Gilbert Le Bris : Nous ne faisons pas la guerre contre l’anglais, mais contre l’américain et même, un américain globish. Quand le mur de Berlin est tombé, beaucoup de pays, qui avaient une tradition francophone, n’ont pas été aidés. On aurait pu envoyer des enseignants, par exemple. Certains médias ont choisi de promouvoir des langues régionales, mais la situation financière des chaînes est limitée. Quand une télévision traduit en breton pour 100 personnes, c’est beaucoup de moyens pour peu d’audience. La Francophonie véhicule une idée, une pensée. Nous devons faire des écoles à la française, en respectant les langues locales, en gardant le principe de laïcité. Pour moi, le combat n’est pas perdu, même s’il est mal engagé. Quand Jack Lang a promu le français en Californie, tout le monde essayait de parler, car c’était à la mode. Quand une opportunité se présente, saisissons-la !

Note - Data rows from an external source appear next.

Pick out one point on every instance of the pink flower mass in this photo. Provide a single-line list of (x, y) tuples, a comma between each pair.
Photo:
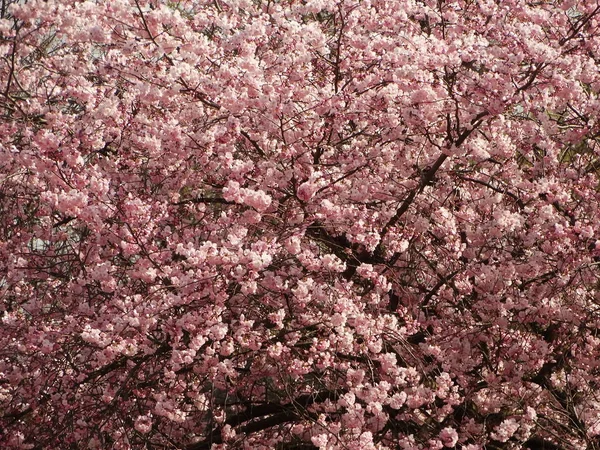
[(300, 224)]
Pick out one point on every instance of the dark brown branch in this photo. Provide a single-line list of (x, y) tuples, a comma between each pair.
[(253, 142)]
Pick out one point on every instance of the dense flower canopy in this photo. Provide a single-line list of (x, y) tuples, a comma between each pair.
[(299, 224)]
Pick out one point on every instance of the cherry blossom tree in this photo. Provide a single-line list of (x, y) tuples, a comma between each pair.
[(300, 224)]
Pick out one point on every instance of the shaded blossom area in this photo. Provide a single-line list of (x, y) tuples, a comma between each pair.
[(299, 224)]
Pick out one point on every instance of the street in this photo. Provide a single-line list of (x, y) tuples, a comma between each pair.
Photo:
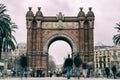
[(56, 78)]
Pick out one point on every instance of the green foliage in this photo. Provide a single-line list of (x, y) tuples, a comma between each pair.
[(7, 40)]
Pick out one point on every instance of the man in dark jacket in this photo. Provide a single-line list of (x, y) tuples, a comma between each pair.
[(68, 65), (77, 62), (114, 70), (107, 70)]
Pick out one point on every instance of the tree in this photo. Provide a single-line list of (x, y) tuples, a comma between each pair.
[(116, 38), (7, 40), (23, 64)]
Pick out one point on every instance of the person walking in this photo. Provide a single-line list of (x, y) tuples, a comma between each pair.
[(84, 67), (77, 62), (114, 70), (107, 71), (90, 68), (68, 65)]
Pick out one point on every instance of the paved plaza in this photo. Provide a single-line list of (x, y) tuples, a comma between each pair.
[(57, 78)]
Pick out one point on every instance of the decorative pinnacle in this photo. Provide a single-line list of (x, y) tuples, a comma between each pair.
[(90, 8), (30, 8), (39, 8), (81, 8)]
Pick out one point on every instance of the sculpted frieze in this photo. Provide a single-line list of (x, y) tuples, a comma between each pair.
[(64, 25)]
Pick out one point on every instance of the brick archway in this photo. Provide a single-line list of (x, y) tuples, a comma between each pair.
[(77, 31), (60, 36)]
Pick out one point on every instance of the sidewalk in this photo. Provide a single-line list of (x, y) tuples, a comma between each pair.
[(56, 78)]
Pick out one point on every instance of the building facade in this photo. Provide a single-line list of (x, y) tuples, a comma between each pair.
[(42, 30), (106, 57)]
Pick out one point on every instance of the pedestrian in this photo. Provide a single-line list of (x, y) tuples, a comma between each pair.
[(114, 70), (77, 62), (84, 67), (107, 71), (89, 68), (68, 65), (40, 72)]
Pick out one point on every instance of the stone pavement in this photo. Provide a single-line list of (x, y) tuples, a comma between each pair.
[(56, 78)]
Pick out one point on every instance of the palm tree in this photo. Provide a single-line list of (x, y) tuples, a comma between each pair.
[(116, 38), (7, 40)]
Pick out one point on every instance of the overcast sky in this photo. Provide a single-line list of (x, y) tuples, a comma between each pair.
[(107, 14)]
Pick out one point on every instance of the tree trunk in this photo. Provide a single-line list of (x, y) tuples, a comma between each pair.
[(1, 41)]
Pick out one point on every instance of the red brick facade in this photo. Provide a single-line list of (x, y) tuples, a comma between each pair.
[(43, 30)]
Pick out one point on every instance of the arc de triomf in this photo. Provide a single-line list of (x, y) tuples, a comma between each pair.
[(42, 30)]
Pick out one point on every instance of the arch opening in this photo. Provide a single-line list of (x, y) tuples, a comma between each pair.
[(59, 50)]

Pierre Bellemarre : Ce qui me frappe, c’est le recul évident du français dans le domaine du commerce. En 1987 quand j’ai commencé le télé-achat, il était interdit de vendre un produit si le mode d’emploi n’était pas écrit en français. Aujourd’hui qu’en est-il de cette règle ? Elle n’est plus suivie. Pour la télévision, l’anglais est amusant, il autorise de curieuses expressions : vous voyez le mot « pitch », que tout le monde emploie à sa place de « résumé ». Alors qu’en Belgique, au Canada, ils sont ravis d’utiliser leurs propres expressions. Le « torchon » en Belgique se dit « essuie ». Il serait intéressant d’inciter d’avantage des média à s’ouvrir sur cette richesse. IL serait amusant de parler notre langue, avec des mots issus de Belgique, du Canada ou d’Afrique. Il en est de même pour les langues régionales. À la télévision, il faudrait reprendre un programme comme « les francophonisimes », en les mettant au goût du jour. On pourrait faire aussi une émission de télé-réalité, avec des troupes de théâtre qui se battraient sur les textes d’auteurs. Autre point, les e-mails que l’on reçoit sont parfois truffés de fautes d’orthographe et proviennent pourtant souvent de cadres dirigeants. Il y a une profonde négligence par rapport à la langue. Si on s’amusait avec, on la retiendrai mieux.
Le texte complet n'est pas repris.